The following steps download the armadactl
CLI to the current directory:
#!/bin/bash
echo "Downloading armadactl for your platform"
# Determine Platform
SYSTEM=$(uname | sed 's/MINGW.*/windows/' | tr A-Z a-z)
if [ $SYSTEM == "windows" ]; then
ARCHIVE_TYPE=zip
UNARCHIVE="zcat > armadactl.exe"
else
ARCHIVE_TYPE=tar.gz
UNARCHIVE="tar xzf -"
fi
# Find the latest Armada version
LATEST_GH_URL=$(curl -fsSLI -o /dev/null -w %{url_effective} https://github.com/G-Research/armada/releases/latest)
ARMADA_VERSION=${LATEST_GH_URL##*/}
ARMADACTL_URL="https://github.com/G-Research/armada/releases/download/$ARMADA_VERSION/armadactl-$ARMADA_VERSION-$SYSTEM-amd64.$ARCHIVE_TYPE"

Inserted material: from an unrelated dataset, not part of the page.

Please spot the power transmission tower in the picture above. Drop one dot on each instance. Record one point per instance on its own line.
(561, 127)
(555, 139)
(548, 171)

# Download and untar/unzip armadactl
if curl -sL $ARMADACTL_URL | sh -c "$UNARCHIVE" ; then
echo "armadactl downloaded successfully"
else
echo "Something is amiss!"
echo "Please visit:"
echo " - https://github.com/G-Research/armada/releases/latest"
echo "to find the latest armadactl binary for your platform"
fi
Alternatively, you can find the latst armadactl binaries at:
Simply download the latest release for your platform and unzip or untar.
Create queues, submit some jobs and monitor progress:
./armadactl create-queue queue-a --priorityFactor 1
./armadactl create-queue queue-b --priorityFactor 2
./armadactl submit ./docs/quickstart/job-queue-a.yaml
./armadactl submit ./docs/quickstart/job-queue-b.yaml
Watch individual queues:
./armadactl watch queue-a job-set-1
./armadactl watch queue-b job-set-1
Log in to the Grafana dashboard at http://localhost:30001 using the default credentials of admin
/ prom-operator
.
Navigate to the Armada Overview dashboard to get a view of jobs progressing through the system.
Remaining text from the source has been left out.